En realidad, los veranos de ahora no difieren mucho de aquellos otros de antaño. El aire sigue siendo el mismo, el ritmo de la vida es aproximadamente igual, los vecinos y los habitantes esporádicos de Deià, más maduros tal vez, siguen pensando y obrando de semejante manera.

De entre la población permanente, es cierto que los viejos se han ido muriendo, de modo que parecería que Deià se rejuvenece paulatinamente. Pero es ésta una falsa impresión, nacida de que, poco a poco, mientras la ciudadanía deiana propiamente dicha se reduce, van siendo más los veraneantes (de los que chiquillería y juventud son mayoría) que pasan temporadas y más los extranjeros (sobre todo alemanes, que parece que no hay otra cosa en Europa) que, habiendo comprado casas, se han instalado en el villorrio o en sus aledaños. También acuden en mayor número quienes pasan de visita, escudriñando curiosamente el interior claroscuro de los patios o los semblantes de los otros transeúntes, por si se tratara de alguna celebridad de la música, las letras o las artes. Y los forasteros que viven en el pueblo, tal vez ensoberbecidos por la leyenda intelectual de que está adornado el lugar, adoptan con intensidad algo teatral el gesto adusto de quienes, sabiéndose depositarios de algún secreto mirífico o de una tradición sagrada, han aceptado el papel de vestales y sacerdotes con los que los ha uncido la tradición.

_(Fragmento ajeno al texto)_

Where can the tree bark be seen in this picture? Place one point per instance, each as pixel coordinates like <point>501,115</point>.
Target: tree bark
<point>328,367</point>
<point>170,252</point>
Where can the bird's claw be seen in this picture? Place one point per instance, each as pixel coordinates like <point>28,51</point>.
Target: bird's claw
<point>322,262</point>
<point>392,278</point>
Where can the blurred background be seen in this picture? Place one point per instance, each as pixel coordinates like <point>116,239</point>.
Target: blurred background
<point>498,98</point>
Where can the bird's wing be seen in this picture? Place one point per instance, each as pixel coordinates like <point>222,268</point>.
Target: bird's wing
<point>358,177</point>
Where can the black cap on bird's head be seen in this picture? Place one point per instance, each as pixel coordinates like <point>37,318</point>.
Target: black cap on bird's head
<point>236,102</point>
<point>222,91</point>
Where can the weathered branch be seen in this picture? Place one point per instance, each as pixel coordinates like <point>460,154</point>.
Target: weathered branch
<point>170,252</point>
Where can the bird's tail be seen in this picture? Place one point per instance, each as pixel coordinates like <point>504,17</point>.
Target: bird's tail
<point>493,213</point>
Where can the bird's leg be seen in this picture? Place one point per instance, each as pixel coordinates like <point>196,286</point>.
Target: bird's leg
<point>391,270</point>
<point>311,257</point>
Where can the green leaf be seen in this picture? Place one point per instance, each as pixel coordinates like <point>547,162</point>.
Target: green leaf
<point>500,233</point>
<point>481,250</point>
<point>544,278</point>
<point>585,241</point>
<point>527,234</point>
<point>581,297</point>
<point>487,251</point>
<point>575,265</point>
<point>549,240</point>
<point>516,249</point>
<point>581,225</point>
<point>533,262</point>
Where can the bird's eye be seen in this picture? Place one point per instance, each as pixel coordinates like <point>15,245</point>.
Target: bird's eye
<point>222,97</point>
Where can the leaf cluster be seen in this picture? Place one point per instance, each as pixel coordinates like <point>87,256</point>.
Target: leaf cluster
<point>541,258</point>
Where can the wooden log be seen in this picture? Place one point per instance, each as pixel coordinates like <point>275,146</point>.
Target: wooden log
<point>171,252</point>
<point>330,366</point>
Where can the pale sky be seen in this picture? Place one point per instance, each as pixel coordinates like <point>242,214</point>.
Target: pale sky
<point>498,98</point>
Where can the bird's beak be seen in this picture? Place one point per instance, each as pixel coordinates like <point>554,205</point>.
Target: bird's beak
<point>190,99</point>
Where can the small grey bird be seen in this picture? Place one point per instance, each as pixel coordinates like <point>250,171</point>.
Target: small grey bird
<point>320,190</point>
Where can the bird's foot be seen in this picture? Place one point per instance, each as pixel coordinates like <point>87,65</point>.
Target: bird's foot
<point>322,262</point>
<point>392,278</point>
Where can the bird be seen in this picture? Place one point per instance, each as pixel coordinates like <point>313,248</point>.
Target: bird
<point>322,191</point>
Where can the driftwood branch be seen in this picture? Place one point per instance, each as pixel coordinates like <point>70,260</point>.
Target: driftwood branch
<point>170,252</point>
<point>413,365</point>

Viven cada momento con la seriedad de quien interpreta un rol trascendental en un espectáculo olímpico del que sólo son partícipes unos pocos privilegiados.

Todo forma así parte del escenario en el que se desarrolla la apacible vida de Deià; una vida en la que las pasiones son más bien pueblerinas, es decir, limitadas, aunque las dignifique el nivel humano que adquieren las tragedias. ¡Y Dios mío, cuánta tragedia banal! Las peleas por el agua tan escasa, por un par de metros cuadrados de tierra, por quién hizo qué hace décadas, porque un hermano ha roto con los otros dos a causa de los tabiques que separan las partes alícuotas de la casona que les dejaron los padres al morir, por unos amores traicionados… Y así, la historia mía, a la que he regresado, pertenece tanto a Deià, a sus habitantes, a sus veraneantes, que me parece haber vencido un periplo completo, alejado de aquí y finalmente encadenado de nuevo sin posibilidad de escapar a lo que durante tanto tiempo me reservó el destino.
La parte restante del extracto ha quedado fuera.